As this and other systematic reviews are beginning to suggest, fat (amount or type) is not the top driver of environmentally induced CVD. Rather, waistlines, salt, high glycaemic indices, pro-inflammatory gut bacteria, seated screen viewing, office chairs, stress and a lack of broad spectrum phytonutrients are a far more potent collection of CVD agonists than whether or not we consume coconut oil as a culinary extra. Maybe if the source of coconut oil also delivers supporting antioxidants e.g. virgin cold pressed extract, the potential as a CVD promotor is also reduced. These are the questions that need real answers.
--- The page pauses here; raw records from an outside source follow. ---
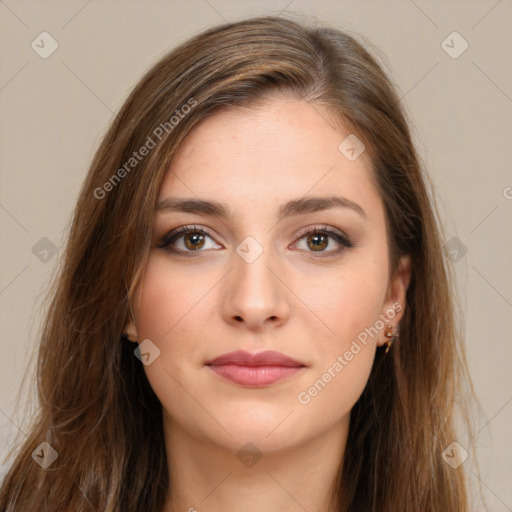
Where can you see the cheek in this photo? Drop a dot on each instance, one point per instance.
(168, 298)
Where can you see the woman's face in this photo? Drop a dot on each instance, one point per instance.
(258, 281)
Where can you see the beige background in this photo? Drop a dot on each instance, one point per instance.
(53, 112)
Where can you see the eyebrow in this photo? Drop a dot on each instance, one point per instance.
(293, 207)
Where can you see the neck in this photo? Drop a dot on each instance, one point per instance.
(206, 476)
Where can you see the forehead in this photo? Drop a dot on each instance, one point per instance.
(260, 157)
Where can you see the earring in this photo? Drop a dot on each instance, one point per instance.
(391, 334)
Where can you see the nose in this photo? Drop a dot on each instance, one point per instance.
(255, 295)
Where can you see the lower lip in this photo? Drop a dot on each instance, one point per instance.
(254, 376)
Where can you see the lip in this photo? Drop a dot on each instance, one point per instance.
(255, 370)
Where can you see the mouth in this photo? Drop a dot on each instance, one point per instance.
(255, 370)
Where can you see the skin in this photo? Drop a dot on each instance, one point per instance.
(311, 309)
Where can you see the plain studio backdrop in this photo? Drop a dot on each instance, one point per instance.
(67, 67)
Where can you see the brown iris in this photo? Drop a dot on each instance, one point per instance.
(319, 241)
(194, 240)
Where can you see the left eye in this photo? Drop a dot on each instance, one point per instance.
(318, 240)
(193, 239)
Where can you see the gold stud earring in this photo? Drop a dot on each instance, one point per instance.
(391, 334)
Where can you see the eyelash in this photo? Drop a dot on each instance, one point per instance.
(174, 235)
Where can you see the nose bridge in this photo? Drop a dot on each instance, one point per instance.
(255, 293)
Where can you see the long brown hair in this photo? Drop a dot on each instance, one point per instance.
(96, 407)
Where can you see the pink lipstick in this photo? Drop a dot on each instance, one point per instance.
(255, 370)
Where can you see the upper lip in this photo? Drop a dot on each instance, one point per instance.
(266, 358)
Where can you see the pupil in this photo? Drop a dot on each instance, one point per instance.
(194, 240)
(318, 238)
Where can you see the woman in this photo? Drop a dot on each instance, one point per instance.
(253, 311)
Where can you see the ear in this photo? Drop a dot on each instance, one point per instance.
(394, 305)
(130, 329)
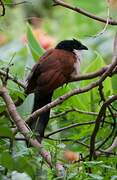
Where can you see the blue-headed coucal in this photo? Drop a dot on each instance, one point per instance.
(55, 68)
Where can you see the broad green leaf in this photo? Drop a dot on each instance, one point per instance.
(34, 46)
(6, 160)
(91, 99)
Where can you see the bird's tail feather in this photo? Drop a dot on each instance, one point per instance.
(38, 125)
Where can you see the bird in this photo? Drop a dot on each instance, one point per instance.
(54, 69)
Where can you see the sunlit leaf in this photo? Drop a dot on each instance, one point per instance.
(34, 46)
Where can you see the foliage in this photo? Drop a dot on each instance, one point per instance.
(18, 160)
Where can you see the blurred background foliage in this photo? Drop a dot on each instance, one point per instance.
(50, 25)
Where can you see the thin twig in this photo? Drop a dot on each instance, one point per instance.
(83, 12)
(3, 8)
(72, 93)
(69, 127)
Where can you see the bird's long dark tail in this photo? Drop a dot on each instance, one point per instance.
(38, 125)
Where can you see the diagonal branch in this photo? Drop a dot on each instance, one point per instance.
(83, 12)
(3, 8)
(104, 106)
(74, 92)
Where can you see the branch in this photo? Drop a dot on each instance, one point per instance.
(97, 124)
(83, 12)
(104, 106)
(22, 126)
(3, 8)
(112, 147)
(69, 127)
(74, 110)
(74, 92)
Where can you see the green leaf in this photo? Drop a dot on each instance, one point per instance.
(34, 46)
(6, 160)
(95, 176)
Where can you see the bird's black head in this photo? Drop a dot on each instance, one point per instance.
(70, 45)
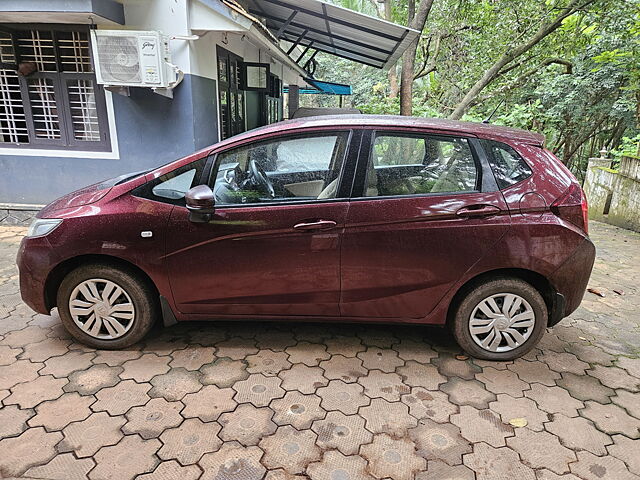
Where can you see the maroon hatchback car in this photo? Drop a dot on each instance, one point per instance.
(344, 218)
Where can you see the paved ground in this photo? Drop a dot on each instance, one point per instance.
(332, 402)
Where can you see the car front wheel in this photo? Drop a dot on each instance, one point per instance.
(500, 319)
(106, 307)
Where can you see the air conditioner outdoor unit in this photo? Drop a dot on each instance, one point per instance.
(130, 58)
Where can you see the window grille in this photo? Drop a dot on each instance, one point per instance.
(57, 103)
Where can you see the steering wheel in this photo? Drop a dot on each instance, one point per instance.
(260, 179)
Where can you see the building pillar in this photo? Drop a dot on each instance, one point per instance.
(294, 99)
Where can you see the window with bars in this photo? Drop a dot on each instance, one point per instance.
(49, 97)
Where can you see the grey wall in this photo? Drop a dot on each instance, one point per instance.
(151, 130)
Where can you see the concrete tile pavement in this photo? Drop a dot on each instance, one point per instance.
(325, 401)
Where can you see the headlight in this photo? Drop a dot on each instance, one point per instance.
(43, 226)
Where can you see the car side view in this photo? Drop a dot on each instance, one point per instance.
(350, 218)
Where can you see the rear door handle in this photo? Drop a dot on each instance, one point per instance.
(478, 211)
(318, 225)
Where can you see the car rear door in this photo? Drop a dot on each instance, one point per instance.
(425, 209)
(275, 256)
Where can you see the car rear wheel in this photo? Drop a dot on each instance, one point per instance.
(500, 319)
(106, 307)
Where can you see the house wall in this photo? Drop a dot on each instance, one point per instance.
(620, 188)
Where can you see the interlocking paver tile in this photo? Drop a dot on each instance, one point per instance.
(584, 387)
(490, 463)
(233, 462)
(344, 432)
(554, 400)
(346, 397)
(268, 362)
(22, 338)
(145, 368)
(188, 442)
(175, 384)
(375, 358)
(302, 378)
(150, 420)
(335, 465)
(172, 470)
(414, 350)
(247, 424)
(48, 348)
(119, 399)
(627, 450)
(578, 433)
(612, 419)
(8, 354)
(236, 348)
(509, 408)
(591, 467)
(290, 449)
(119, 462)
(426, 404)
(224, 372)
(258, 390)
(614, 377)
(628, 401)
(18, 372)
(468, 392)
(33, 447)
(114, 358)
(192, 357)
(347, 369)
(209, 403)
(13, 420)
(345, 346)
(85, 438)
(57, 414)
(28, 395)
(311, 354)
(93, 379)
(436, 441)
(439, 470)
(385, 417)
(502, 381)
(63, 467)
(297, 409)
(534, 372)
(394, 458)
(63, 365)
(541, 450)
(450, 366)
(481, 426)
Considering the evidence that refutes the association between excess saturated fat intake and cardiovascular disease, in addition to the unique structure of the saturated fats found in coconut oil and the many studies supporting its safety in human health, dietitians should feel confident suggesting clients incorporate coconut oil into their diets, either as a substitute for other fats or as a supplemental source of healthy fats to encourage energy balance.
I like to think of coconut oil as an instant energy boost because it produces energy, not fat. It has been shown to increase metabolism, protect against diseases, increase immunity, and aid in killing bacteria and viruses. Coconut oil in moderation is a fantastic addition to a healthy diet, and I don't see a problem in recommending it to patients.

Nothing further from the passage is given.